Les producteurs de grandes cultures utilisent en effet des contrats à terme pour se prémunir contre les variations souvent élevées à court terme des cours agricoles, en fixant plusieurs mois à l’avance les prix de leurs futures récoltes.

« Cela pourrait être très contre-productif d’interdire aux banques d’investir dans les matières agricoles », met en garde Thorsten Polleit, ancien chef économiste Allemagne de Barclays Capital, aujourd’hui chef économiste de la société de commerce de métaux précieux Degussa Goldhandel. « Les entreprises agricoles auraient des difficultés à financer leurs investissements », ce qui ferait encore augmenter les prix, selon M. Polleit.

La recherche scientifique est divisée sur un éventuel lien de cause à effet entre les Bourses agricoles et la hausse des prix alimentaires.

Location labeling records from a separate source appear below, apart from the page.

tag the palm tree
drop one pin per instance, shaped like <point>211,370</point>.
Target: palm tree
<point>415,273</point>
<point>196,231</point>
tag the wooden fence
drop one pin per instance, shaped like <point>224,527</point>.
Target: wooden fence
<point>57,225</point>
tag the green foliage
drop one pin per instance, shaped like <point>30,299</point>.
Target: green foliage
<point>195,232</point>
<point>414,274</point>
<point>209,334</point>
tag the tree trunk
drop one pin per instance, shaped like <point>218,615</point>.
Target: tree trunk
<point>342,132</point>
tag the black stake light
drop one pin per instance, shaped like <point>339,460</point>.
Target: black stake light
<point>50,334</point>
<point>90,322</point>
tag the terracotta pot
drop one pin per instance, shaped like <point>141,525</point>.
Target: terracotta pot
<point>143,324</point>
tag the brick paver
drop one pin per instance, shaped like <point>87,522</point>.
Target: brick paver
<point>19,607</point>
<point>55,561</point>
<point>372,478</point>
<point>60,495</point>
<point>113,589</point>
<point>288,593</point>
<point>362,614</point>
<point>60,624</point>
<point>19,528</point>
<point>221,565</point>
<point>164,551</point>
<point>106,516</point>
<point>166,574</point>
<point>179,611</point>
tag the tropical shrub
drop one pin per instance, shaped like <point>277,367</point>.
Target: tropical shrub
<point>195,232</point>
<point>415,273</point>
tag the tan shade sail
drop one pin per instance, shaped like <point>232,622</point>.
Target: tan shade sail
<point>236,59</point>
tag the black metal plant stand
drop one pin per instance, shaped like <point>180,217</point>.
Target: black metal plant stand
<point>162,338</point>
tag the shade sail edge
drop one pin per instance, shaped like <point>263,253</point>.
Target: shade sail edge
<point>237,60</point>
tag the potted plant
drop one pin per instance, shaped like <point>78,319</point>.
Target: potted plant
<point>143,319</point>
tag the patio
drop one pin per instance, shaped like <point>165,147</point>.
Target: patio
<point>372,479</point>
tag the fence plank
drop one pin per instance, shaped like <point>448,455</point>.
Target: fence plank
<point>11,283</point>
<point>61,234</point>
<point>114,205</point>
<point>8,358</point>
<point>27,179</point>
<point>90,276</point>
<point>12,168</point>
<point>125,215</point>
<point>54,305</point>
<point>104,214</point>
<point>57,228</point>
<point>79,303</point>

« La plupart des études concluent que les investisseurs ne sont pas à l’origine des mouvements des prix mais qu’ils renforcent la tendance, à la hausse comme à la baisse », dessinée en fonction de l’offre et de la demande, explique Manfred Schöpe, spécialiste du secteur agricole à l’institut IFO de Munich (sud). Et sur le long terme d’autres facteurs influencent les prix agricoles, comme l’accroissement de la population mondiale, des changements d’habitudes alimentaires à grande échelle ou la raréfaction des terres cultivables.

Le ministre allemand du Développement Dirk Niebel a profité de la polémique sur la flambée des cours agricoles pour proposer dernièrement d’interdire la vente du biocarburant E10, au motif que sa production se ferait aux dépens des ressources pour l’alimentation humaine.Mais ce biocarburant est surtout peu apprécié des automobilistes allemands, car ils redoutent qu’il nuise… à leur moteur.

Pendant ce temps, les ONG rappellent qu’elles n’ont eu de cesse de dénoncer le rôle néfaste, selon elles, des biocarburants. Oxfam France dénonce, dans un communiqué, l’impact sur la sécurité alimentaire mondiale des politiques de soutien aux agrocarburants dans les grands pays producteurs de céréales. « En Europe comme aux Etats-Unis, une part croissante de la production agricole est destinée au marché énergétique, via les agrocarburants. 40% du maïs américain est ainsi aujourd’hui destiné à la production d’agrocarburant. Cette politique entraine une  tension de plus en plus forte sur l’offre alimentaire et tire les prix mondiaux des produits alimentaires vers des sommets » estime l’ONG. 

Par Ram Etwareea/Le Temps aout12 + Agences

2 réponses »

  1. 40% de la production de mais détournée au profit de l’automobile aux états unis, c’est beaucoup plus que ne peuvent faire les spéculateurs. Maintenant est-ce que l’augmentation du prix du mais entraine celle des céréales?

  2. Dans les contrats à terme (futures), la standardisation des contrats est très forte et ne laisse pas de place à l’interprétation [ 2 ], le seul paramètre à négocier est le prix. Le dénouement intervient par revente du contrat, et non par livraison physique dans 99 % des cas. 1% des contrats débouchent sur une livraison effective : cela paraît peu, mais c’est normal, si on comprend que le MAT n’est pas un marché physique, mais un marché de couverture d’un opération sur le marché physique (qu’on appelle le « sous-jacent »).La liquidité est assurée par les intervenants et par une chambre de compensation. Les acteurs du marché sont les producteurs (vendeurs), les négociants en matière première (Cargill, Louis Dreyfus, …), les coopératives agricoles, les courtiers, les négociateurs (établissements financiers), les hedgers (professionnels en rapport avec les marchés physiques), les spéculateurs (ou traders) [ 3 ] qui apportent la liquidité indispensable au marché en se portant contrepartie (qui peuvent aussi générer des « bulles » en cas d’excès dans les anticipations, et enfin les arbitragistes.